I'm writing in the hope that someone on this forum can shed some light on a situation regarding an alleged sex offender. I am using "alleged" because the man involved has not been convicted at this time. I apologize for being vague, but I don't want to post any info that might lead to identifying the victim. The general scenario is as follows: A teenage girl has accused her mother's live-in boyfriend of grabbing her breast. The boyfriend has admitted to the girl's mother that he did touch the girl but it was only once. Since the initial admission he has changed his story to include "accidentally." Now here is where I become confused. Someone was telling me that there is something in the law that states that this man will not even be charged with child molestation; if, he registers as an "alleged sex offender," stays away from the victim, & has no unsupervised contact with children under 18.

Now clearly, I have not been given the whole story because none of this makes any sense. The more I am told, the more my BS meter goes off. My guess (and hope) is that DSS is more involved than I'm being led to believe. 
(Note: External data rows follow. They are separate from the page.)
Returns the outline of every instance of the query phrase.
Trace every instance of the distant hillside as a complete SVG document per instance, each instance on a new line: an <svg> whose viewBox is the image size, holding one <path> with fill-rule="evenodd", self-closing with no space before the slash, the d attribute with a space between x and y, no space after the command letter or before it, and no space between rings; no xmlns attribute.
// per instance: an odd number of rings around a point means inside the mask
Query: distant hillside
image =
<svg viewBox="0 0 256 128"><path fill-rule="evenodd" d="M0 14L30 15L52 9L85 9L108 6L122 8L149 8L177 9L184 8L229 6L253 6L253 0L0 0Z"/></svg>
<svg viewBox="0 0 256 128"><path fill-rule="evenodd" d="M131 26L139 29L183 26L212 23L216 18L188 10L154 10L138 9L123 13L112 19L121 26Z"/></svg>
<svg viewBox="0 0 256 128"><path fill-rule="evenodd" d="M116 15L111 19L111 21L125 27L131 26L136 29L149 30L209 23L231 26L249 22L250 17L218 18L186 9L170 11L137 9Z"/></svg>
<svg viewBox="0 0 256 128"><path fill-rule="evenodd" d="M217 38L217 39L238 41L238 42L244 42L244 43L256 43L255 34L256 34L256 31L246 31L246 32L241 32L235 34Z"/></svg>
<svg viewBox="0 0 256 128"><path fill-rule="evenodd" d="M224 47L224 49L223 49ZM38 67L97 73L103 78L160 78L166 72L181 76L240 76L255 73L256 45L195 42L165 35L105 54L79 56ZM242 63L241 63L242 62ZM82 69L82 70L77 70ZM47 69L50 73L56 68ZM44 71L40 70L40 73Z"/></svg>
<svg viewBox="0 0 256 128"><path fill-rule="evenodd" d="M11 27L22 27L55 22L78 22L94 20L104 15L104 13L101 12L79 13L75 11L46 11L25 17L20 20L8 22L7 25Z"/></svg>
1. Have any of you heard of someone reaching what sounds like a plea agreement without ever having been charged with a crime?
2. Is there such a thing as an "alleged sex offender registry"?
3. Am I the only person who thinks an innocent man wouldn't have admitted to doing something so vile?
4. Do any of you believe that if someone admits to doing something like that once, odds are it happened more than that? (Kind of like the "I've only had 2 beers tonight" admission)

I have my own opinions on this situation (most of them not too kind), but I don't want to put my two cents in without some confirmation that my opinions are based in fact.

Thank you for your help.


----------



## justanotherparatrooper (Aug 27, 2006)

1 NO...you dont "skip" parts of the justice system
2 NO... just dont exist, could be part of bail conditions however
3 NO...would you plea to something you didnt do
4 ABSOLUTELY!


----------